Doddridge County Commissioner Gregory Robinson said severance tax revenues and royalty payments, as well as the increased valuation for drilling-related sites, have provided a major boost to his county’s economy.
Doddridge County received the third-highest oil and gas severance tax payment in the state when they were last disbursed in October 2014, collecting more than $1.2 million.
“It’s helped significantly,” Robinson said. “We have been able to increase our Rainy Day Fund — probably three or four years ago it was at a very minimal amount; now we have probably $1.3 million in the Rainy Day Fund.”
Robinson said the county also has been able set aside money to fund future building needs in and around the county courthouse, in addition to new communication towers and a library.
Additionally, he said the revenue has helped fund various entities in the county, such as the health department, county fair, county historical society and the humane society.
“We’ve been able to maintain or increase those contributions, so it has helped significantly,” Robinson said.
However, all these positives have come with a catch or two.
“As with any situation in life, there are positives and there are negatives,” Robinson said.
As oil and gas workers have flocked to the Ohio Valley to follow work, permanent residents of some of the Mountain State’s rural, gas-rich communities have had to put up with a surge of truck traffic on the roads, which has caused major road damage in many cases.
“This is a typical problem with a small, rural county,” Robinson said. “The road infrastructure system is not designed for the extremely heavy loads ... and the constant pressure they’re under.
“It’s a significant problem,” he said. “It’s difficult for the highway maintenance to keep up.”
He added, however, “Most of your oil and gas companies will come in eventually and repair the roads and repave the highway. When they do get to that point, it’s a significant improvement over what it had been.”

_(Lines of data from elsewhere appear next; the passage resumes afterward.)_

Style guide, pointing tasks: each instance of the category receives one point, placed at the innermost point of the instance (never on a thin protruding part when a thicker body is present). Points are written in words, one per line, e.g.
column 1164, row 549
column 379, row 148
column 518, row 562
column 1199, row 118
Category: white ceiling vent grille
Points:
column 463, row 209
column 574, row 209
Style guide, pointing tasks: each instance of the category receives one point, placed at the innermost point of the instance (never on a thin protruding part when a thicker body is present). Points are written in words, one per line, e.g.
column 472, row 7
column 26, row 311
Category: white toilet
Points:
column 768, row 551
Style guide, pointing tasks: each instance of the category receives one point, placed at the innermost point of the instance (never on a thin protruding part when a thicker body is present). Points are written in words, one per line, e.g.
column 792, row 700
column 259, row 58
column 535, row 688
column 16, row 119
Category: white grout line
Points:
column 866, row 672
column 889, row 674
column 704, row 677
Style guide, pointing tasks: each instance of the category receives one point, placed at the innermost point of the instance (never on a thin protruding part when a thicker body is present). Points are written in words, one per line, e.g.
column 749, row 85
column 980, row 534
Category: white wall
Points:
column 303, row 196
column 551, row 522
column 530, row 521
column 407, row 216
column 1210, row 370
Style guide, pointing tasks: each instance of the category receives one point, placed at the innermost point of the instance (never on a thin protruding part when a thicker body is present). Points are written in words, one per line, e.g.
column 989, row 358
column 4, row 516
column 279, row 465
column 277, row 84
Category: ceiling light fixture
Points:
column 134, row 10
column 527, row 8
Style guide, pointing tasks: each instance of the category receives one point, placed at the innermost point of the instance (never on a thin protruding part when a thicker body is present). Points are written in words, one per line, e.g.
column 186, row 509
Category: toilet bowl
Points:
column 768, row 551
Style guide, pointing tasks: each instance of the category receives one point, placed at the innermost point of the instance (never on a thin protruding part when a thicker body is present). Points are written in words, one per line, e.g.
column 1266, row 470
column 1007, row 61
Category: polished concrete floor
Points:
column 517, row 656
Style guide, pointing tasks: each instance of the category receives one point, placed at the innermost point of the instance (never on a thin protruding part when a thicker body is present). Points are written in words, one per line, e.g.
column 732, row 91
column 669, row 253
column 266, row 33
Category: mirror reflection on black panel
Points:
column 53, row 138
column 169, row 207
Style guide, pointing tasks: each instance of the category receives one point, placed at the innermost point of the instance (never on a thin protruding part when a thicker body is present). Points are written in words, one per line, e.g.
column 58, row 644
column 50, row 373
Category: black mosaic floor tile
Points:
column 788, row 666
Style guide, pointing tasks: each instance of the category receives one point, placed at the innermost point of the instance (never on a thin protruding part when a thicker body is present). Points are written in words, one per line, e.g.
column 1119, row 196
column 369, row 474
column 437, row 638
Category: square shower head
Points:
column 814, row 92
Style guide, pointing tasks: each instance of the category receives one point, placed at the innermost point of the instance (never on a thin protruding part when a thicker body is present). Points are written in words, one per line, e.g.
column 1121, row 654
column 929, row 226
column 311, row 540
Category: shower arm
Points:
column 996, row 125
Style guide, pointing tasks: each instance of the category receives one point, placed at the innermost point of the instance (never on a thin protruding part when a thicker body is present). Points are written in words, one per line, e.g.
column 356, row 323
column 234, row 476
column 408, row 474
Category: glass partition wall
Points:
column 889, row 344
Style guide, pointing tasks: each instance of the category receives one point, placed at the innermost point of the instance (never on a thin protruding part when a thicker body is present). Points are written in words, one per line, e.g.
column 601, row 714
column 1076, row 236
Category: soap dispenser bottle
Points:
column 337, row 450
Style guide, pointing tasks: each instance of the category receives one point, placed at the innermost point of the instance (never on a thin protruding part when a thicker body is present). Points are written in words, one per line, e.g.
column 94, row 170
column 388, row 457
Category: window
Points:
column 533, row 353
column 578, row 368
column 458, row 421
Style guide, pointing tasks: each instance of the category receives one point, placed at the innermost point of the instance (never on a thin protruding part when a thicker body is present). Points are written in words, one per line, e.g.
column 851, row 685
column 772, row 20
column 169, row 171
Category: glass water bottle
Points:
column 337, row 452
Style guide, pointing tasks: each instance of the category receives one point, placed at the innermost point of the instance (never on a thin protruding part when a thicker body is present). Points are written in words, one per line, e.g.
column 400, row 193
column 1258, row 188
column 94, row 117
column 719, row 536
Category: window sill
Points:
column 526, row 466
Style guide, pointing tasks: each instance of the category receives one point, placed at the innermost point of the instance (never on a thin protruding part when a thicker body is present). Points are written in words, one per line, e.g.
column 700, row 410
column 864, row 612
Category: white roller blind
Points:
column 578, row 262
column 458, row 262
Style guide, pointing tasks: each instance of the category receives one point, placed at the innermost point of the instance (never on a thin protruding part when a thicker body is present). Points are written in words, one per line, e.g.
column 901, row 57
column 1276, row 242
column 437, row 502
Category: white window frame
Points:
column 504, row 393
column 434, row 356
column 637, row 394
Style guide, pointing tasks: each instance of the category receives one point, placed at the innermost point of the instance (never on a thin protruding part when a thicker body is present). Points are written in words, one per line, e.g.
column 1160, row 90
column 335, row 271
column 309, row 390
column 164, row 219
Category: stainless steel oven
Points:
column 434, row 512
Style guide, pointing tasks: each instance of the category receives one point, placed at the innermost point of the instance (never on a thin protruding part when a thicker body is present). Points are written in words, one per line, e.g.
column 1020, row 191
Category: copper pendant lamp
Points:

Robinson said oil and gas companies are required to post a bond so they can’t skip out on repairing the roads; so, “In theory, if the company does not fix the road then that money is taken out of the bond,” he said. “The only problem is road repairs are very expensive,” and the bond might not cover the full cost of the repairs, Robinson explained.
Additionally, Robinson and McKenzie both said the cost of living, particularly with regard to housing, has increased throughout the region.
“We have seen the cost of living increase,” McKenzie said, particularly noting a big jump in housing prices. “Apartments that went for $400 to $500 a month are now renting for $2,000 a month,” he said. “We’ve definitely seen costs go up.
“But the flip side is that for the first time in the history of the city, we are literally seeing hundreds and hundreds of new housing being built in our community,” he added. “I think that our area is a lot like other parts of West Virginia. We’re starved for economic development, starved for good jobs.
“All in all, while (the industry) is not perfect, it has been a well-needed and well-wanted revitalization of the Upper Ohio Valley.”